The past week (June 10, 2011) a delegation of 20 electricity regulators from 16 Indian states visited Berkeley Lab for a study tour that included visits to Sacramento to hear from the grid operator and a utility and to Bakersfield to tour a solar power facility. The trip also featured presentations by the California Energy Commission and the California Public Utilities Commission, which, along with Berkeley Lab, signed a Memorandum of Understanding with India’s Forum of Regulators in 2009 to consult on best practices in utility-based energy-efficiency programs.
This is the second year that Indian electricity regulators have visited California under the MOU, and much progress has been made in the last year, said Berkeley Lab senior scientist Jayant Sathaye, one of the main organizers of the visit. “The public utility company of the state of Maharashtra has set up a demand-side management coordinating committee and started pilot programs for fans and lighting,” he said.
Another step forward has been the launch of the Super-efficient Equipment and Appliance Deployment (SEAD) initiative, championed by the U.S. Department of Energy and launched by the Clean Energy Ministerial to expand global markets for efficient products in member countries. “India is an active member, probably the most active,” Sathaye said. “The Bureau of Energy Efficiency is running the program in many states and is starting with electric fans. Berkeley Lab is doing all the analysis.”
The program will eventually include TVs, refrigerators, and other household appliances, which are becoming increasingly popular with Indian consumers as more and more enter the middle class. Berkeley Lab researcher Amol Phadke presented analysis to the delegation showing the potential energy savings from higher penetration of super efficient appliances. “We feel 70% of infrastructure that will exist in 2030 has not yet been purchased,” he said. “So let’s not correct mistakes. Let’s avoid mistakes.”

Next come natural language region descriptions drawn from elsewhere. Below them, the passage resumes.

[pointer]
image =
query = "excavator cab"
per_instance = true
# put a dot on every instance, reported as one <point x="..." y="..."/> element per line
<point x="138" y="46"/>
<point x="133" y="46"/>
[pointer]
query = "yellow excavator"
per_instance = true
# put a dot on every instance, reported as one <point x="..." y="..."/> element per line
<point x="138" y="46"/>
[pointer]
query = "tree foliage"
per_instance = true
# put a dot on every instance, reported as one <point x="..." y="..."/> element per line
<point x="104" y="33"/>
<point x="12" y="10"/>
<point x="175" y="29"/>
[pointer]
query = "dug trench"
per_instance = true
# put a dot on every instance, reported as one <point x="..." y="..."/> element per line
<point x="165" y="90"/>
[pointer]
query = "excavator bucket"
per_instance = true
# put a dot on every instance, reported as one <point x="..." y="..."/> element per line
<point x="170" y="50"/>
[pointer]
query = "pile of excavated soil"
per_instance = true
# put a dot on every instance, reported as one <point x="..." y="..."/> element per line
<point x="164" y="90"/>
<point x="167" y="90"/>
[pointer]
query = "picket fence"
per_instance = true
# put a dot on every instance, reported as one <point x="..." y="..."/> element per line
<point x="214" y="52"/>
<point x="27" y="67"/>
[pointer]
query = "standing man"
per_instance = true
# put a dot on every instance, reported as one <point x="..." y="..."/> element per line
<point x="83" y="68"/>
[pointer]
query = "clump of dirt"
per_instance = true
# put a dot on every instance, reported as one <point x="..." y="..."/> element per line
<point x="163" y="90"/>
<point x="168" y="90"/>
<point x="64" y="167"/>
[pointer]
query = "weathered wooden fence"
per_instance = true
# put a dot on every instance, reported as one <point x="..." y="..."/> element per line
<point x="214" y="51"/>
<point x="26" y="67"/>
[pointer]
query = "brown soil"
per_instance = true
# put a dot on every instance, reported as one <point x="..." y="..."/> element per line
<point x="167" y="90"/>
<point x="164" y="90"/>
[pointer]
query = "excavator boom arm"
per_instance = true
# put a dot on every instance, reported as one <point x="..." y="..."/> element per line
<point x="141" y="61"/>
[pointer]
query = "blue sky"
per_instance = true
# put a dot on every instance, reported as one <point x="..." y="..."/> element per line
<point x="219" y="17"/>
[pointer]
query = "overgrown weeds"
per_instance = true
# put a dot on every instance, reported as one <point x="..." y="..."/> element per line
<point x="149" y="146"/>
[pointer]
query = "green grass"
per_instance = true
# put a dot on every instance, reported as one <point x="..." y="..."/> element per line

As in the United States, state authorities in India have regulatory power, yet awareness of energy efficiency is still relatively low. “We’ve learned a lot of things here,” said delegation member Ram Pal of the Haryana Electricity Regulatory Commission. “The realities in India are different from here, so it won’’t be that easy to implement these programs, but we want to try to realize the savings. We have big shortages in my state.”
Berkeley Lab’s ongoing work in India was formalized in 2008 with the launch of the Berkeley-India Joint Leadership on Energy and the Environment, or BIJLEE (which means “power” in Hindi), a collaboration that also includes UC Berkeley.
Berkeley Lab is also working with India to improve the energy efficiency of its data centers and buildings, two of the fastest-growing sectors of the Indian economy. Researchers collaborate with developers and IT companies such as Tata and Infosys who account for much of the growth in India’s special economic zones.
“They’re building buildings like crazy in India,” said Berkeley Lab scientist Girish Ghatikar. “Infosys designs a new building every 20 days. It’s very important that we guide them to grow sustainably. India needs at least 66% more buildings to be able to support the growth it’s experiencing. If they’re not growing sustainably, energy supply will become a very critical issue.”